Hi Xi,
On Fri, Jul 05, 2024 at 11:55:05PM GMT, Xi Ruoyao wrote:
> On Fri, 2024-07-05 at 17:23 +0200, Alejandro Colomar wrote:
> > > strtol does have a "char * restrict * restrict" though, so the
> > > situation is different. A "char **" and a "const char *"
> > > shouldn't alias anyway.
> >
> > Pedantically, it is actually declared as 'char **restrict' (the inner
> > one is not declared as restrict, even though it will be restricted,
> > since there are no other unrestricted pointers).
>
> So how's the following implementation of strtol (10-based, no negative
> number handling, no overflow handling, ASCII-only) wrong?
>
> long int my_strtol(const char *restrict nptr, char **restrict endptr)
> {
> long ret = 0;
>
> while (isdigit(*nptr))
> ret = ret * 10 + (*nptr++ - '0');
>
> *endptr = (char *)nptr;
> return ret;
> }
>
> There's no dumb thing, there's no restrict violation (unless it's called
> in a stupid way, see below), and there **shouldn't** be a -Wrestrict
> warning.
>
> If you do
>
> char *x = NULL;
> strtol((char *)&x, &x, 10);
The restrict in `char **restrict endptr` already protects you from this.

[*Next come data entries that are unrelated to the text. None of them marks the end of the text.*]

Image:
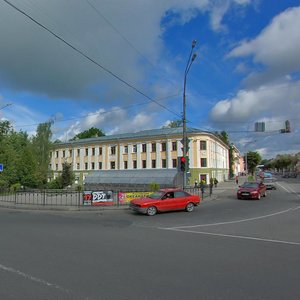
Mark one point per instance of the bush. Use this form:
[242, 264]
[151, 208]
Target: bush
[250, 178]
[54, 184]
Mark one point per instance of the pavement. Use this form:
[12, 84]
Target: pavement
[222, 188]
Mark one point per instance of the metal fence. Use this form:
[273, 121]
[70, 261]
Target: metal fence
[72, 198]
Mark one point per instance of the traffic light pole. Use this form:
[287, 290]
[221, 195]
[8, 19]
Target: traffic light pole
[184, 133]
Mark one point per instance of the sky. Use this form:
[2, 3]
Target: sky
[119, 65]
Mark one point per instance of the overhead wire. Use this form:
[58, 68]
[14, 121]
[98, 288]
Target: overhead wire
[90, 59]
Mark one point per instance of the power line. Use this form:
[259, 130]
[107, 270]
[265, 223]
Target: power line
[89, 58]
[100, 113]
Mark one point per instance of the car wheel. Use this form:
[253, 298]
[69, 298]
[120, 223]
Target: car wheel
[190, 207]
[151, 211]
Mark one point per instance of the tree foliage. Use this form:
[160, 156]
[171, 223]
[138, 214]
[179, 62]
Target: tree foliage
[92, 132]
[25, 159]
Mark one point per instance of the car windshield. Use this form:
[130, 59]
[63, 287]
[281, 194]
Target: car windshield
[156, 195]
[250, 185]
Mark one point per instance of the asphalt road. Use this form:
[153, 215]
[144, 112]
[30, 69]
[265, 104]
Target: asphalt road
[225, 249]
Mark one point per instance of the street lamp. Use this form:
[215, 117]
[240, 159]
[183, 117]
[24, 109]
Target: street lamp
[192, 57]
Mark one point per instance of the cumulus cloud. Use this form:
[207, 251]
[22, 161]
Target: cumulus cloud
[34, 61]
[276, 48]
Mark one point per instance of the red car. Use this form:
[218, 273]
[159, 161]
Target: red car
[165, 200]
[252, 190]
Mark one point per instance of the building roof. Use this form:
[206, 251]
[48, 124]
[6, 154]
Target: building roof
[163, 177]
[162, 132]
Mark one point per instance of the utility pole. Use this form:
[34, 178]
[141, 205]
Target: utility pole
[192, 57]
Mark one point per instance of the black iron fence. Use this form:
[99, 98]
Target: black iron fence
[76, 198]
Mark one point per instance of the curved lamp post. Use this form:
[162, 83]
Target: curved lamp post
[192, 57]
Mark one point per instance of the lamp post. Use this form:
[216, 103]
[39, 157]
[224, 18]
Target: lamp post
[192, 57]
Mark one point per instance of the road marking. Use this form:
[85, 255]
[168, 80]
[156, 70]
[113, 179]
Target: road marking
[289, 190]
[232, 222]
[38, 280]
[235, 236]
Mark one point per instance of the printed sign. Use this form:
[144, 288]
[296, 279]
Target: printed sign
[127, 197]
[97, 198]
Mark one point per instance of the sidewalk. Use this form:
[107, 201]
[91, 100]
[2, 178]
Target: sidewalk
[228, 187]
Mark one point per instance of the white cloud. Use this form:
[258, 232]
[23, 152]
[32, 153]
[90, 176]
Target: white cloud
[277, 48]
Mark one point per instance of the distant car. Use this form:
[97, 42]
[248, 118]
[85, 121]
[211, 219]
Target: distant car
[165, 200]
[270, 183]
[252, 190]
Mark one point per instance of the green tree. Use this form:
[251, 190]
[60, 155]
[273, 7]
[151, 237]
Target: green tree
[67, 175]
[41, 147]
[92, 132]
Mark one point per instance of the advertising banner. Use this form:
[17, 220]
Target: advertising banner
[97, 198]
[127, 197]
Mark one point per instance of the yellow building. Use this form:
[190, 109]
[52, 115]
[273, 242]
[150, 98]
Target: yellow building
[148, 149]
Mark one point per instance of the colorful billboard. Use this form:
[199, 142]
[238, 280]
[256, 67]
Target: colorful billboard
[128, 196]
[98, 198]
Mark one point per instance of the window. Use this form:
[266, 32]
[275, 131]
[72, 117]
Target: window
[153, 164]
[179, 194]
[153, 147]
[203, 145]
[204, 162]
[174, 146]
[174, 163]
[113, 150]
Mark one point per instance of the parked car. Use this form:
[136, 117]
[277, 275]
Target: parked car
[270, 183]
[252, 190]
[165, 200]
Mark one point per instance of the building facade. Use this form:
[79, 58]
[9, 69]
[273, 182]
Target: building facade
[149, 149]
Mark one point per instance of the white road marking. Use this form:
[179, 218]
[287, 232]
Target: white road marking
[235, 236]
[232, 222]
[185, 228]
[35, 279]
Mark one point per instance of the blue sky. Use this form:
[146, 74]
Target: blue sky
[123, 67]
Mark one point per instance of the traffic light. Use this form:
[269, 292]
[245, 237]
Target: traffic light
[287, 128]
[182, 161]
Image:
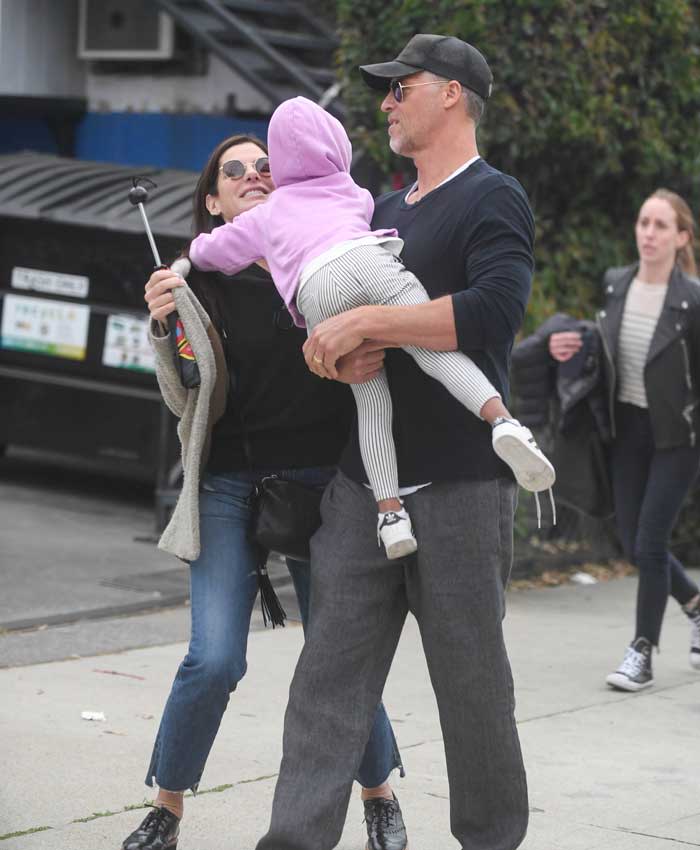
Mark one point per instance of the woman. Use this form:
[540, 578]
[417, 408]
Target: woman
[279, 419]
[650, 329]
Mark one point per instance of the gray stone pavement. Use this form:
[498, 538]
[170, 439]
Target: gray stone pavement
[79, 570]
[607, 771]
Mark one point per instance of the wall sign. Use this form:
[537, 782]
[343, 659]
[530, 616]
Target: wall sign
[42, 326]
[54, 283]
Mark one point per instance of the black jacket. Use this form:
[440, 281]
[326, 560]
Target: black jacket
[672, 370]
[570, 398]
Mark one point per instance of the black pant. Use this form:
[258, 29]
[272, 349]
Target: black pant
[649, 486]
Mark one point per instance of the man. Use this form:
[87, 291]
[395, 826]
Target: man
[468, 234]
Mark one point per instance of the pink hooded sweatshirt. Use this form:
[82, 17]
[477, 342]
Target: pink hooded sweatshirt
[315, 206]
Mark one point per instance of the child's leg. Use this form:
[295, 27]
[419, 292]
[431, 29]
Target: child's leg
[385, 281]
[454, 370]
[319, 299]
[374, 413]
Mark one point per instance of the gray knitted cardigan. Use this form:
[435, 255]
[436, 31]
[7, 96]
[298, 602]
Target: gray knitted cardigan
[197, 409]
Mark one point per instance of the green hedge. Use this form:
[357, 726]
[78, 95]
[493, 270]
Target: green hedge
[596, 103]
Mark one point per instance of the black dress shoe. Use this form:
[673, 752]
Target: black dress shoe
[158, 831]
[385, 826]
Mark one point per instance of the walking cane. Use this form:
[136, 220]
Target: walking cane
[185, 361]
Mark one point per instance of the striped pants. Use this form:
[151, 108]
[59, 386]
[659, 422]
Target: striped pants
[370, 274]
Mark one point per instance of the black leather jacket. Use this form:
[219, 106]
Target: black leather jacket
[672, 370]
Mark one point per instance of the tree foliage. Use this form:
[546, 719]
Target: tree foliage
[595, 105]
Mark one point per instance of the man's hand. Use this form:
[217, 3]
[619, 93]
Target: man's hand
[331, 339]
[362, 364]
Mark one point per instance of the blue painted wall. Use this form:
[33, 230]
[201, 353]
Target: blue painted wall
[131, 138]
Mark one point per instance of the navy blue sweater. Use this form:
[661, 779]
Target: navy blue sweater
[471, 238]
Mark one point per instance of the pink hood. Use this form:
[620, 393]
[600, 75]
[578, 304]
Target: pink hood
[315, 206]
[306, 142]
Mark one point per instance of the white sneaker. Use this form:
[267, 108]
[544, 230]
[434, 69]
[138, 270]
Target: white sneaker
[516, 446]
[394, 530]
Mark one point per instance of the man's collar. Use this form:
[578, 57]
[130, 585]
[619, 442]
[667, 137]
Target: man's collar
[447, 179]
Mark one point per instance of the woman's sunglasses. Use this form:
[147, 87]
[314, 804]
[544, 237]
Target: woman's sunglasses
[396, 87]
[234, 169]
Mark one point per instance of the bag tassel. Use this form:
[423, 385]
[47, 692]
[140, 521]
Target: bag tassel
[270, 605]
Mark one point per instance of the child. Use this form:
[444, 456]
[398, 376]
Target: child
[314, 232]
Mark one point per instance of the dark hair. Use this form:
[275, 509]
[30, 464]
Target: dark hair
[203, 284]
[685, 256]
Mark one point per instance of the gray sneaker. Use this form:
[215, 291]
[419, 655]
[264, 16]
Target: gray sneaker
[694, 617]
[385, 826]
[635, 671]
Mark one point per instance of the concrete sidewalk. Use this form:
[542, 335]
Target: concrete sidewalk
[606, 770]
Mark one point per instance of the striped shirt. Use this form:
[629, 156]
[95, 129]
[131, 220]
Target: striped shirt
[643, 307]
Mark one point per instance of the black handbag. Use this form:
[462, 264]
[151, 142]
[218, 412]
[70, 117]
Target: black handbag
[286, 516]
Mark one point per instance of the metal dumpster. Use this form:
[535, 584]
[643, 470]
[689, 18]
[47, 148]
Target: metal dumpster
[76, 372]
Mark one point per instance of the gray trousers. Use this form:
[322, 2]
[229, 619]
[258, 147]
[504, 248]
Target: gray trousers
[370, 274]
[454, 586]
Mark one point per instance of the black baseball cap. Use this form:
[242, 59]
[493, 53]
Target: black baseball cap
[443, 55]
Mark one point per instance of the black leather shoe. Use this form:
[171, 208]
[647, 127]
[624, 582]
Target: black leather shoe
[158, 831]
[385, 826]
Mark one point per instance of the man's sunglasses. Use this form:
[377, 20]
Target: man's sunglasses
[234, 169]
[396, 87]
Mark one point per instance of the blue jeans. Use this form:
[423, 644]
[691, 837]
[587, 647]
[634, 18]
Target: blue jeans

You don't need to make the first parameter also restricted. See:
$ cat r.c
long alx_strtol(const char *nptr, char **restrict endp);
int main(void)
{
char x = 3;
char *xp = &x;
alx_strtol(xp, &xp); // Fine.
alx_strtol(xp, (char **) xp); // Bug.
alx_strtol((char *) &xp, &xp); // Bug.
}
$ cc -Wall -Wextra -S r.c
r.c: In function ‘main’:
r.c:9:24: warning: passing argument 2 to ‘restrict’-qualified parameter
aliases with argument 1 [-Wrestrict]
9 | alx_strtol(xp, (char **) xp); // Bug.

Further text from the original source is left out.